В колхозе имелась ещё кое-какая техника, за которой нужен был догляд. Это колёсный старенький трактор "Натик", плуг для него и сеялка. Потом конские сенокосилки, грабли, плужки. Раньше за всем этим следили бригадиры и колхозный кузнец, Адам Иванович, среднего роста крепыш, без ноги по колено, за что в деревне его прозвали Култыном. Култын был человеком хозяйственным и дотошным. Стоит привести к нему технику, у которой что-нибудь было поломано в результате недогляда, ржавчины, он каким-то чутьём угадывал, кто в этом виноват и, не взирая на лица, крыл виновника матом. Матюгальник у него был ладный, обзвонит им не хуже молота с наковальней, затыкай уши.

– Этот, сукин кот, Баранцев только свой трофейный мотоцикл лижет. Только у него винтики мажет. А еслив колхозное, так хоть пропади. Я его, архаровца, привечу, появись он. Я ему налажу салазки… – мать пере мать.
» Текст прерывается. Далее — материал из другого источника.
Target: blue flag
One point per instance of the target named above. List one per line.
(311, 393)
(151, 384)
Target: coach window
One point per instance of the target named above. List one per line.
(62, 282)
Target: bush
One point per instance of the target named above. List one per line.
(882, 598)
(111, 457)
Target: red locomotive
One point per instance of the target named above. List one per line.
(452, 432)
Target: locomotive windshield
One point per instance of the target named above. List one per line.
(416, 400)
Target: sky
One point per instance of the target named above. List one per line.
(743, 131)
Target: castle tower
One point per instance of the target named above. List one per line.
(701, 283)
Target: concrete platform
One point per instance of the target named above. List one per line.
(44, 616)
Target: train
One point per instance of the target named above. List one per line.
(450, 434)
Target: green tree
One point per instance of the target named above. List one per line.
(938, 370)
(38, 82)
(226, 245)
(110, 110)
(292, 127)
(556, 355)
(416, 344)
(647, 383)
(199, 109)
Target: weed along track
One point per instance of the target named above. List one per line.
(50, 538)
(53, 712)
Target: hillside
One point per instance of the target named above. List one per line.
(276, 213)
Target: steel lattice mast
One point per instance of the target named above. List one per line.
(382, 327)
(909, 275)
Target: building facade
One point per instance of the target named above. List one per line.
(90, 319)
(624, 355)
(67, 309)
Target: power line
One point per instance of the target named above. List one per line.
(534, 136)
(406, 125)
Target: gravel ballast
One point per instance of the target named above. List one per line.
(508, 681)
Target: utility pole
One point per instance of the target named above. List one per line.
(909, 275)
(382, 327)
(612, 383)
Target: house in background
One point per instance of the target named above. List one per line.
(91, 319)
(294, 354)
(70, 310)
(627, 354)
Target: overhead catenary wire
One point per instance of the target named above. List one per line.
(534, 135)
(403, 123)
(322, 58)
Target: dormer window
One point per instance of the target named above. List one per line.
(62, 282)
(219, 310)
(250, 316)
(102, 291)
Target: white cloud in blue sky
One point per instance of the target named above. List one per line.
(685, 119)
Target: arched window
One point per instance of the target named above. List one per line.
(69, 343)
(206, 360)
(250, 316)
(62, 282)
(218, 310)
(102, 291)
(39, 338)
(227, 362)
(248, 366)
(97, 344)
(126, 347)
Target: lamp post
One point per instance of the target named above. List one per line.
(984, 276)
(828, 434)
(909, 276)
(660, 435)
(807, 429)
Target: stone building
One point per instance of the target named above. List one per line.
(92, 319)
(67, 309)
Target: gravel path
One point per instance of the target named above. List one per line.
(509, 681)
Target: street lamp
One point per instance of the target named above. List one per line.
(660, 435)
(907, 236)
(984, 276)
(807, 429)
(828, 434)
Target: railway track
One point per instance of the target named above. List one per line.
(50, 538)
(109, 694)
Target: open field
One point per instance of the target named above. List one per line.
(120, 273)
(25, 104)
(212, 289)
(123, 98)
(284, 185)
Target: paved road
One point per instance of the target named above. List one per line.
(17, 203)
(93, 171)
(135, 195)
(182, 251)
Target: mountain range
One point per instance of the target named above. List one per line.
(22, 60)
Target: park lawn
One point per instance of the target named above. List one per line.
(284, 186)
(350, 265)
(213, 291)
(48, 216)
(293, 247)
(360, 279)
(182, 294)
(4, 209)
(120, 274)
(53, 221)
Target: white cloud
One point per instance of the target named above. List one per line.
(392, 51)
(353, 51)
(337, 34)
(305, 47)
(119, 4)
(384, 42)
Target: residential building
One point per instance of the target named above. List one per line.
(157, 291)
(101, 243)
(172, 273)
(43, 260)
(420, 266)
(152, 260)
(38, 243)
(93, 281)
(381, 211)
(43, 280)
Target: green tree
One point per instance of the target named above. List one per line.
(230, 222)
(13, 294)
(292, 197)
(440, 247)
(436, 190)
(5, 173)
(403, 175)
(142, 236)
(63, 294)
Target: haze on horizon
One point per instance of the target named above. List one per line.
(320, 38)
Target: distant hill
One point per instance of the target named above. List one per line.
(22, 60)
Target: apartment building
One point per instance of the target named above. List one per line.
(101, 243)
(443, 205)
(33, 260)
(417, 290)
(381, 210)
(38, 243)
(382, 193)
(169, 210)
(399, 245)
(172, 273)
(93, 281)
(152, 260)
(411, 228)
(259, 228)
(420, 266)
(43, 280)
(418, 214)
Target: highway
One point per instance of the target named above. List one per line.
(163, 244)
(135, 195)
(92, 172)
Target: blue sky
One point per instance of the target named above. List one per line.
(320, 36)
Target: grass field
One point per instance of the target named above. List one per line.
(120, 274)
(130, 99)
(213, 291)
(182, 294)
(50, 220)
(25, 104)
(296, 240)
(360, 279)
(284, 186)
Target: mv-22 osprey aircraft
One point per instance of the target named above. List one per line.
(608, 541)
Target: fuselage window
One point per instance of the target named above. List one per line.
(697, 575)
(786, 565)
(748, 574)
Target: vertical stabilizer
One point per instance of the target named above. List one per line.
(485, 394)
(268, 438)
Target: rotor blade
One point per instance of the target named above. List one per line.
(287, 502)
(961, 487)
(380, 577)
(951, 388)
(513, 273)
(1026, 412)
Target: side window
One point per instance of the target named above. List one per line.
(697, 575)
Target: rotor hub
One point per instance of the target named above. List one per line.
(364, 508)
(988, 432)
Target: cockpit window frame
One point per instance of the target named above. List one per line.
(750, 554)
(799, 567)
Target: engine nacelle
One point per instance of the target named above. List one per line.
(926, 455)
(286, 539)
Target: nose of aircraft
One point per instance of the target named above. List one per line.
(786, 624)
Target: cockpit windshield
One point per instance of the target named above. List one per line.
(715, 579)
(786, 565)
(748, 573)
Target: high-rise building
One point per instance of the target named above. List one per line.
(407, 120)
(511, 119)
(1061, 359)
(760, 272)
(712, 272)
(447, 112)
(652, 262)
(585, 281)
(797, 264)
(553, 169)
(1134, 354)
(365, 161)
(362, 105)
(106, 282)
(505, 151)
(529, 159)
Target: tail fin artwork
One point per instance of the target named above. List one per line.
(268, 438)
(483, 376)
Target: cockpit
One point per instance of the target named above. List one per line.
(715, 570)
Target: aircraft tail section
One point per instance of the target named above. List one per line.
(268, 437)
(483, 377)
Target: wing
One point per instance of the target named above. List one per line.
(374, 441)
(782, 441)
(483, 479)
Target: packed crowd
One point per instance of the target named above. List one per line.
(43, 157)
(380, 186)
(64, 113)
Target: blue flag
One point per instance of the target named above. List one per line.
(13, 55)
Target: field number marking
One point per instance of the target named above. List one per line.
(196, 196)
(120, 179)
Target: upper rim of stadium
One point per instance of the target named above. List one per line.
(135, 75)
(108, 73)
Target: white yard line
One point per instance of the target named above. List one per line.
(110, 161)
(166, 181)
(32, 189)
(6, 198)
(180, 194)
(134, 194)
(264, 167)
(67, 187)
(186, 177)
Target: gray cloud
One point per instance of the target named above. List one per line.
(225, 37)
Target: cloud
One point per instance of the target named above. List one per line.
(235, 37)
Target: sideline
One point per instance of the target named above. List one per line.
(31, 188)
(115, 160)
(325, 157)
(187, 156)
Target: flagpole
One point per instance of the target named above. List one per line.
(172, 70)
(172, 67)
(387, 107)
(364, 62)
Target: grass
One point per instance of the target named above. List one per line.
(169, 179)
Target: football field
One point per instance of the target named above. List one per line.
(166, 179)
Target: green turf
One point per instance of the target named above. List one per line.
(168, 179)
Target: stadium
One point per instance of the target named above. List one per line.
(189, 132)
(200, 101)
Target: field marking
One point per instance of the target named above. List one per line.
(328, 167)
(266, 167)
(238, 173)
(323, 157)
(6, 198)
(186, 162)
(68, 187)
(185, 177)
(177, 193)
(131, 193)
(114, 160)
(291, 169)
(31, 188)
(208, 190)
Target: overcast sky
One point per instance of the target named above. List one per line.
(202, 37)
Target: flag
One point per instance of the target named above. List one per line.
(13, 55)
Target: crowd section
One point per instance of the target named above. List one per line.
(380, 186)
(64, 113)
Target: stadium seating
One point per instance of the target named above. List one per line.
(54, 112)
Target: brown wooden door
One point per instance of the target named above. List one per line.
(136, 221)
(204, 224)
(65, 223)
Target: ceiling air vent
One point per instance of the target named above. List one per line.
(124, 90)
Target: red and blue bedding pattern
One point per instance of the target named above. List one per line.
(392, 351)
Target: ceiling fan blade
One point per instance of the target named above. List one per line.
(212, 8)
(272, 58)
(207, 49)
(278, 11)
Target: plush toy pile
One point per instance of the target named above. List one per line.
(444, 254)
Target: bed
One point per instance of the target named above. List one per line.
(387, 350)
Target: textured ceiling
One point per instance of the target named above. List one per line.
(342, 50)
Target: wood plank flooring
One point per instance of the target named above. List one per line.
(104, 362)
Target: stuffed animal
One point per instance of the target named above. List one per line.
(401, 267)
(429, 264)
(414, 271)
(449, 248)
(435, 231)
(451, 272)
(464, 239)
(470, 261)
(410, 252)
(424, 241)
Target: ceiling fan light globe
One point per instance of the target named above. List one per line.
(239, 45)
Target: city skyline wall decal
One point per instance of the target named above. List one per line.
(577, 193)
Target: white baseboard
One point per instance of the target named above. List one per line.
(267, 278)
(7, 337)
Своё недовольство содержанием техники в колхозе он не раз высказывал председателю.

– Ты, Мирон, человека над всем этим хозяйством поставь. Одного. Чтоб он один всем вооружением командовал и отвечал за него, не то хазяйвов много, а инвентарь без догляду. До того доведут, что однажды в поле вывести неча будет.

И вот такой человек в Сураново появился. Свой механик есть.

Феофан с желанием взялся за эту должность, и теперь к весенне-полевым работам вся необходимая техника была в готовности, смазана, очищена от прошлогодней грязи.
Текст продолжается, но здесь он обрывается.